Boy, nothing screams of Marvel’s 1990s excess more than Death Hunt. Take one savage mutant without a conscience, add plenty of people with massive, massive guns, and art that looks as if it’s been hurled onto the page rather than drawn on it, and that’s Death Hunt for you.

Larry Hama’s plot doesn’t stand up to much scrutiny. In the opening sequence someone is paid to betray Sabretooth to an organisation with seemingly infinite resources who take him down, plant a bomb in him and tell him they want Mystique killed. It’s later revealed there’s a layer of deception involved, but wouldn’t just paying him have saved them a lot of trouble? It probably would have worked out cheaper as well. Plenty of other plot holes manifest, and the resentful villain’s motivation is barely credible.
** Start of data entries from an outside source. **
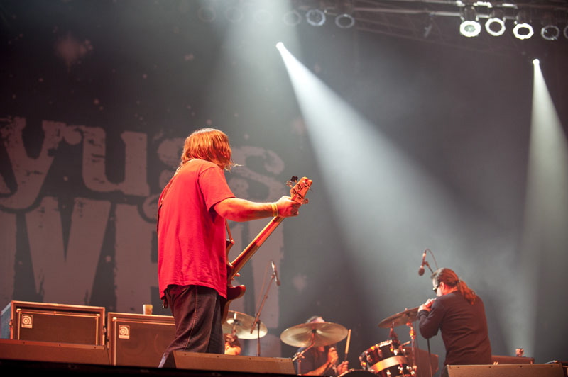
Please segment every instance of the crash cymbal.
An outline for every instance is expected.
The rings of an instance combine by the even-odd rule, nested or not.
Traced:
[[[223,332],[234,334],[239,339],[257,339],[263,337],[268,332],[266,325],[261,321],[260,331],[258,324],[254,326],[254,330],[251,333],[254,317],[239,312],[229,310],[226,320],[223,322]],[[260,332],[260,336],[258,336]]]
[[[305,347],[328,346],[341,342],[347,336],[347,329],[329,322],[301,323],[282,332],[280,339],[286,344]]]
[[[406,325],[409,322],[413,322],[418,315],[418,307],[412,309],[406,309],[403,312],[393,314],[390,317],[385,318],[378,324],[379,327],[390,327]]]

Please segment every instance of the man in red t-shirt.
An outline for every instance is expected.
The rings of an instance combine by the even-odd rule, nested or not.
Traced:
[[[224,170],[234,166],[227,135],[197,130],[185,140],[181,162],[158,206],[158,278],[175,335],[173,351],[223,354],[222,300],[226,298],[226,219],[232,221],[298,215],[288,196],[274,203],[236,198]]]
There are panels that show Mark Texeira is a good artist, really effective compositions that could almost be extracted as fine art, but so much of what he draws is claws, teeth and grimacing on ugly looking pages. Still, for those who like that sort of thing he is true to what’s in effect a stalk and slash movie with super powers thrown in.

What with Mystique’s shapechanging abilities, Sabretooth being able to track her down by her individual smell makes sense, and Wolverine’s appearance is inevitable, but there’s really not much to recommend. The most interesting aspects are Hama’s flashbacks to the sadism inflicted on Sabretooth as a child, which have a grisly, shocking intensity. Other flashbacks to a time before Sabretooth’s mind was messed with are less interesting.

If this was the type of superhero comic you grew up with, there may be some residual fondness, but for anyone else the excess is likely to be preposterous.